While the muntjac was the staple of the diet in the dry-cold season, it was supplemented by the wild boar in the dry-hot one. This may be due to a local lower density of the muntjac during the dry-hot season in respect to the dry-cold one. In the former, when scats were collected (1985–1986), every year poachers used to slash and bum portions of forest to flush game, as well as to provide space for poppy fields (Lovari 1997, Pattanavibool & Dearden 2002). Lovari (2012: 16) reported 3.5 forest patches/km2 in flames at the same time, over ca. 4 km2, on April 1985. In fact, in over 40 years (1956–1996), the number of forest patches in Om Koi has nearly doubled, whereas the mean patch size has decreased by 42 %, because of human activities, suggesting an increasing level of forest fragmentation (Pattanavibool & Dearden 2002). One could expect that, in the last 15 years, the forest cover in Om Koi may have been reduced further, thus affecting the local herbivore community and, in turn, the availability of potential prey to the common leopard. A comparative study to ours would be desirable to assess whether the common leopard is still present and whether/how its food habits may have adapted.

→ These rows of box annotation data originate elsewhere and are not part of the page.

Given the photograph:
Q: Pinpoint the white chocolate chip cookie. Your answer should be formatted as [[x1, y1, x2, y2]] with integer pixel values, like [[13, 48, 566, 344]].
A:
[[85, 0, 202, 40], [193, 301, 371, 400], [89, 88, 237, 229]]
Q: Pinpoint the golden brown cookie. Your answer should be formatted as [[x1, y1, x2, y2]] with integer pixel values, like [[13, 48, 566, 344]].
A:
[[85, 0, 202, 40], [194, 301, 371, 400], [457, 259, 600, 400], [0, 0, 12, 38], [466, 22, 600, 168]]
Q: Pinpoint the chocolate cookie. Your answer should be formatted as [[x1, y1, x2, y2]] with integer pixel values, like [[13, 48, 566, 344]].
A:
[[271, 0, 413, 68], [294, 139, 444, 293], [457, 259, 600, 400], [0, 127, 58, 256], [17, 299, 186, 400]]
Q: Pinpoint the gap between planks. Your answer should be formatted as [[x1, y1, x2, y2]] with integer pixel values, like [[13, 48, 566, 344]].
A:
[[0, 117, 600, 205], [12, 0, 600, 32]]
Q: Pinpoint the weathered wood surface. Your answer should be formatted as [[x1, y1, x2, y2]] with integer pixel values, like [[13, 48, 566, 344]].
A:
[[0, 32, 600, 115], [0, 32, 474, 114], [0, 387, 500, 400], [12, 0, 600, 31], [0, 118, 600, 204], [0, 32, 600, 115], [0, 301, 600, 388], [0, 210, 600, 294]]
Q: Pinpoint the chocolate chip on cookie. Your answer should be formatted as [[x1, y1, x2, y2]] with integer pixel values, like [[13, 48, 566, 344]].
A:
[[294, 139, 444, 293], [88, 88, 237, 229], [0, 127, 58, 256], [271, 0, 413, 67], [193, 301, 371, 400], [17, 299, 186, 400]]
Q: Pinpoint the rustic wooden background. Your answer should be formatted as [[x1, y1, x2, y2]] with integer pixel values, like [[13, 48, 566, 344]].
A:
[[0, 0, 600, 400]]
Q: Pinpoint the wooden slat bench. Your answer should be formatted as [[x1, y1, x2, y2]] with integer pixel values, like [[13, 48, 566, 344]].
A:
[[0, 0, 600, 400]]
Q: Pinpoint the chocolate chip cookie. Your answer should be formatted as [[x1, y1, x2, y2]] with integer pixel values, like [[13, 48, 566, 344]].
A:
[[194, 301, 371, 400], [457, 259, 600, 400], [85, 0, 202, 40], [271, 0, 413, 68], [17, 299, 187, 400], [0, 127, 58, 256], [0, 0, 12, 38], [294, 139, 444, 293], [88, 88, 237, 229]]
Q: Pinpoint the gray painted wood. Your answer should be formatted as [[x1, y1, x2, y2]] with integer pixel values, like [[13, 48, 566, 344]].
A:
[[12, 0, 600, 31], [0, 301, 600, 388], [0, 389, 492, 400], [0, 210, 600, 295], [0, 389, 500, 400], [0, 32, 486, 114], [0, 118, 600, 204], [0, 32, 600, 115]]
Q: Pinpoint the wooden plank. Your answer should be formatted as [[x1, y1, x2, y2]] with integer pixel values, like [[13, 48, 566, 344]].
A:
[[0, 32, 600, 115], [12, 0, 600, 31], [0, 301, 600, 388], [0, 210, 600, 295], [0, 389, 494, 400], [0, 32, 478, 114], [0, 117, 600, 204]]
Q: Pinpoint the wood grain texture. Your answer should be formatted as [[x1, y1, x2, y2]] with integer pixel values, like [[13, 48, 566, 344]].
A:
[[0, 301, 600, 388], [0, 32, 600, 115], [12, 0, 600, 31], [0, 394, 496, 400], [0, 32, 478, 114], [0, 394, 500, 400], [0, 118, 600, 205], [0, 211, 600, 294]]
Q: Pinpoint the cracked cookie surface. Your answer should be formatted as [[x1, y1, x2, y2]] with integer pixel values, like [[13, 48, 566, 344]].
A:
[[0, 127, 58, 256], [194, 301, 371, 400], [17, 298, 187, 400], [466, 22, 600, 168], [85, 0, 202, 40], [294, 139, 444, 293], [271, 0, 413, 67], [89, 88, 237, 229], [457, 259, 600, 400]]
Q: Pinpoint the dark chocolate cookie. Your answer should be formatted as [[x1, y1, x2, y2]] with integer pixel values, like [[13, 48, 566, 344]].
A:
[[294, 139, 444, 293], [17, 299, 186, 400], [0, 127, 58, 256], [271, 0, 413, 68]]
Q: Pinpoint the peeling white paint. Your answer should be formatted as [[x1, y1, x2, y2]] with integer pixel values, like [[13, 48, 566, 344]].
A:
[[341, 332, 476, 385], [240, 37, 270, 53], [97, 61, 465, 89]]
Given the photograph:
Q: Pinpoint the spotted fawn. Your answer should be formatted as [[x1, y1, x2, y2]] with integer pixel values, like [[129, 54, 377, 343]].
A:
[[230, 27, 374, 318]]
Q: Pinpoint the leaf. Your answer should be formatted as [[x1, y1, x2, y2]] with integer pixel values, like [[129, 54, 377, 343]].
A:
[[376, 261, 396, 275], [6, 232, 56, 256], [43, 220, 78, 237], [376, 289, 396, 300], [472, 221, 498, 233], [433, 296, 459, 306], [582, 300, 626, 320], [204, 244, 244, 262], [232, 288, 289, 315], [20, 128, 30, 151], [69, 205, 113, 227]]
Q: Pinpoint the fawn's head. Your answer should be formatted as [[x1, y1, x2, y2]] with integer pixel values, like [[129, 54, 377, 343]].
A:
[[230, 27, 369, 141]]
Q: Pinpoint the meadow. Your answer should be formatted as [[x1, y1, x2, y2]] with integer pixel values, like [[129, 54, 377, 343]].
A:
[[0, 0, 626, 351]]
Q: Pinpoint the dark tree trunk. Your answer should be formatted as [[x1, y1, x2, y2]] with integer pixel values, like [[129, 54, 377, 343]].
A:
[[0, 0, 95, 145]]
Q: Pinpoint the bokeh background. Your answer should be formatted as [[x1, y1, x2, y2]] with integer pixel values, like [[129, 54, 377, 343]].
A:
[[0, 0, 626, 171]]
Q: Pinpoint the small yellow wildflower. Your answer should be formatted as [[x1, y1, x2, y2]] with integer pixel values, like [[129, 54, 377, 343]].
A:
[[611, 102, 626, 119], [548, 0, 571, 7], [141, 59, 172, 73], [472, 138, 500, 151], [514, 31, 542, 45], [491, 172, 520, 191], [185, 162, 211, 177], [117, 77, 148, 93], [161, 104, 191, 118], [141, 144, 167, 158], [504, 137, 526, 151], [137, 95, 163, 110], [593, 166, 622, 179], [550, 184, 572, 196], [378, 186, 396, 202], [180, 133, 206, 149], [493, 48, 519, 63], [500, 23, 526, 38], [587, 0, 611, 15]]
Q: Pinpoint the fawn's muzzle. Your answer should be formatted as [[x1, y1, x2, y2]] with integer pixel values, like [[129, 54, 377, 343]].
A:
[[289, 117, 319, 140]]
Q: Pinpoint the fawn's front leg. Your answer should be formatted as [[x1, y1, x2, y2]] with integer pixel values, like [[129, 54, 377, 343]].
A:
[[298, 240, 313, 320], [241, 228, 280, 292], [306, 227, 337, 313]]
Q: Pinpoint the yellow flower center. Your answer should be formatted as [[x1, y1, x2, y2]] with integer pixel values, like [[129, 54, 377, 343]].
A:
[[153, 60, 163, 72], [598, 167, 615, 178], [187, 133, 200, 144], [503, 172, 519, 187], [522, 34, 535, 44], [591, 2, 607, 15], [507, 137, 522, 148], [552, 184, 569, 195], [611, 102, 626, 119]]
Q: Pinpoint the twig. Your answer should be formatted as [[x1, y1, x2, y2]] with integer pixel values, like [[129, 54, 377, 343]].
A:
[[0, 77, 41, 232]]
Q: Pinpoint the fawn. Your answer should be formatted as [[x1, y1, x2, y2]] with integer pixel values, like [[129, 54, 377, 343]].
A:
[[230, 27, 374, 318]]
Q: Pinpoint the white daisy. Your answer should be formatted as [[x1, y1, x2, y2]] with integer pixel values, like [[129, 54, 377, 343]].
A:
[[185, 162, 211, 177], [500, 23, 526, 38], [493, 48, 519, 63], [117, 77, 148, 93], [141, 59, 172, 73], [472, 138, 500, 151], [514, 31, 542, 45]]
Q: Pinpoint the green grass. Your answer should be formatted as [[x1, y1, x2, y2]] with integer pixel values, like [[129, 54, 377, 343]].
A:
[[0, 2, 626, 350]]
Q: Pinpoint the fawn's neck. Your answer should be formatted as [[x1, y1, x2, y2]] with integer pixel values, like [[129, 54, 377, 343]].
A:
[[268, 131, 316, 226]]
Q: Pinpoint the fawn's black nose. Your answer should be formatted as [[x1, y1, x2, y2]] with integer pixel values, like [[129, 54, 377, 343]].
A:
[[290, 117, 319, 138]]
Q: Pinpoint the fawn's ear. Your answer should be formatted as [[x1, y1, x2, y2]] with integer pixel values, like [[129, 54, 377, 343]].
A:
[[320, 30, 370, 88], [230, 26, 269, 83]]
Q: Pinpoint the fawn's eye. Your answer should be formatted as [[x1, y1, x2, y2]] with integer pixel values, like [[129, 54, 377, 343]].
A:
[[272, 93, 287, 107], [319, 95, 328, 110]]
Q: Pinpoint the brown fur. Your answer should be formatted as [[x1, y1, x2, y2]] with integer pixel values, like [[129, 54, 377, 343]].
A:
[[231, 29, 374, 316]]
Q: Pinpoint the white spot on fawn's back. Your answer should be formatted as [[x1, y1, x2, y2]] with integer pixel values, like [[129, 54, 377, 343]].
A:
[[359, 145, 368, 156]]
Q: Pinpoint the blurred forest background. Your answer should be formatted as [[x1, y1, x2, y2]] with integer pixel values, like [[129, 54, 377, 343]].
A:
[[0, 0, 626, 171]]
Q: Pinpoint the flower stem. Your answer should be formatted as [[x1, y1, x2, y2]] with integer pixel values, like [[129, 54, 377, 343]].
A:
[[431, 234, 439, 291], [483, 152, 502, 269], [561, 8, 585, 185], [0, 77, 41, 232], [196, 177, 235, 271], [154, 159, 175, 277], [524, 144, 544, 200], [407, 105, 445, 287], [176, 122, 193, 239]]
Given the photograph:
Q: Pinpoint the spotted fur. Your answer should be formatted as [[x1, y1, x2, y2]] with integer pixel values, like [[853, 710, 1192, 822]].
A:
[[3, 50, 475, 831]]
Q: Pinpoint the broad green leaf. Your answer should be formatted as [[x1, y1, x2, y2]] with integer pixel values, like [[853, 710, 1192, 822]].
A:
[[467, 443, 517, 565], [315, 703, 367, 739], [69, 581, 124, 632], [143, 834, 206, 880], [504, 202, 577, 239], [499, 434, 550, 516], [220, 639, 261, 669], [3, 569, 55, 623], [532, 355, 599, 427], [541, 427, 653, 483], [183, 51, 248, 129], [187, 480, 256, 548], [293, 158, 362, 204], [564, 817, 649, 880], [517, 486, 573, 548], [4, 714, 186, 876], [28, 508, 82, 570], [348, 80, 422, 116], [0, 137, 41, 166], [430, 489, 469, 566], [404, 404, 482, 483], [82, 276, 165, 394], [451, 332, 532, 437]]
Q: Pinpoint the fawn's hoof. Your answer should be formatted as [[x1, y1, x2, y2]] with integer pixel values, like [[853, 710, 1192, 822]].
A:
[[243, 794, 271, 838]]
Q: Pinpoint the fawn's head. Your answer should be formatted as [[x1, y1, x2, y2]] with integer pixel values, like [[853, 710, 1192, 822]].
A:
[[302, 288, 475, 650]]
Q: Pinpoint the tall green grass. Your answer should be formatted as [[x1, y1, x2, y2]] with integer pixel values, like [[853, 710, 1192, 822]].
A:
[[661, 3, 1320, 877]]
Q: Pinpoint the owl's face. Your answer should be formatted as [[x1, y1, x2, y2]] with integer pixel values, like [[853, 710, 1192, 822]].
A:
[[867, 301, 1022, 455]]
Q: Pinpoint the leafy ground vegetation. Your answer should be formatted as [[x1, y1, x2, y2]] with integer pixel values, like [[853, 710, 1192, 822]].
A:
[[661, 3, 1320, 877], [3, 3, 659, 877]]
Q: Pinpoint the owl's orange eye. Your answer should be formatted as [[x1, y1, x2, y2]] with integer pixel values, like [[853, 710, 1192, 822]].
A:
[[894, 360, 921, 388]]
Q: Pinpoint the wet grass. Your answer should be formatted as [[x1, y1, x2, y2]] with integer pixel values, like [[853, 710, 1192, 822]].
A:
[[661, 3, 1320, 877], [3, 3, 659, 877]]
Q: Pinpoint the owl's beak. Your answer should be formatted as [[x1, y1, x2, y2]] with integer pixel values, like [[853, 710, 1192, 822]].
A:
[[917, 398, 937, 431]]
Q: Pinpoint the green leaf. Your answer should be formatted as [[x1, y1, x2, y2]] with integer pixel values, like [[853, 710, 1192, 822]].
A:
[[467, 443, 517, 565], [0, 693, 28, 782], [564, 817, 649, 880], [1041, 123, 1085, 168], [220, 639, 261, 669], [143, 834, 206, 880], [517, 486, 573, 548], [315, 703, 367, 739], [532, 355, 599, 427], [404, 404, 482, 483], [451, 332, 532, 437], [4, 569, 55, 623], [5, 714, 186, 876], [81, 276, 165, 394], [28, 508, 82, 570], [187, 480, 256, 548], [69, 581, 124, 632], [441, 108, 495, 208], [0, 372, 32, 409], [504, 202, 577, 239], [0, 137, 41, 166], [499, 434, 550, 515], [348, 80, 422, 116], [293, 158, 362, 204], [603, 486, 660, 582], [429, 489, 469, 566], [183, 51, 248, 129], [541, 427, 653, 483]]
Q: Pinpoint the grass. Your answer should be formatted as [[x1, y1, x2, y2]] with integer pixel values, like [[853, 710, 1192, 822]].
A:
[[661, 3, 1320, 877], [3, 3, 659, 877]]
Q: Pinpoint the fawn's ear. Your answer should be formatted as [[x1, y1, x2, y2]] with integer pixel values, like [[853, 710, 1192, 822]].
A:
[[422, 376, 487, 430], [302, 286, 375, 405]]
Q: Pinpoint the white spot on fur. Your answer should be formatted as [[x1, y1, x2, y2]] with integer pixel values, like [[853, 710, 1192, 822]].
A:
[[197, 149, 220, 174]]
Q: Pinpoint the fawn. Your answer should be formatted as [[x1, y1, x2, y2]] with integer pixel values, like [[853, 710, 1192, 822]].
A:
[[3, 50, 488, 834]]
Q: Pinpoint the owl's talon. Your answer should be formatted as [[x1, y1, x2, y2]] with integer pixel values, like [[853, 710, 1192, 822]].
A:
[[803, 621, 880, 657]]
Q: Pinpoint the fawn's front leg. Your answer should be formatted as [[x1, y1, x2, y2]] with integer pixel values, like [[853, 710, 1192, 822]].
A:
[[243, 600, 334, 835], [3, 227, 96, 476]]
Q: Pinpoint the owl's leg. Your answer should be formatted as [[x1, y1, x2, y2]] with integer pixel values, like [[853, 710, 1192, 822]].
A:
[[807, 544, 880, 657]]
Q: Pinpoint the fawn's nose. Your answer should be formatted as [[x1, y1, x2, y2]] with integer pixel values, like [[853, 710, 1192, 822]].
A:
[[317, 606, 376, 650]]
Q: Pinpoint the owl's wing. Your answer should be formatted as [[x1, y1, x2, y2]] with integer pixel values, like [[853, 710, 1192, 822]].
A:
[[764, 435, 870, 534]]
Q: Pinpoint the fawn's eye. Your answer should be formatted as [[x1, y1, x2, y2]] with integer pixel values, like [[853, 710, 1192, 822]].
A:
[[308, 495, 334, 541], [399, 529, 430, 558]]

Muntjacs are elusive, forest deer (Odden & Wegge 2007, Wegge & Mosand 2015, www.iucnredlist.org: accessed on 2nd February 2017), especially sensitive to both forest fires and poaching (Steinmetz et al. 2010), whereas wild boar are much more resilient to disturbance (Steinmetz et al. 2010, Rustam et al. 2012), which could explain the increase of muntjac predation in the dry-cold season in respect to the dry-hot one, when local disturbance by humans was high. If so, our data may support the view that heavy disturbance upsets the ecological relationships in the disturbed area, e.g. by removing directly and/or indirectly important components of the prey spectrum of the common leopard. On the other hand, our data may also suggest that leopards can adapt to changed circumstances by adjusting their diet accordingly.
Acknowledgements
Grateful thanks are due to Choompol Ngampongsai, the late Seub Naleasathien and Maurizio Locati for their help during field work, to Elena Marcon for scat analysis, to Anna D'Errico for her drawings in Figure 1, to Federico Masini for his identification of some prey items and to Francesco Ferretti for suggestions. Alberto Meriggi and four anonymous referees improved our manuscript with their constructive criticism. SL was financially supported by a grant from the National Geographic Society, U.S.A.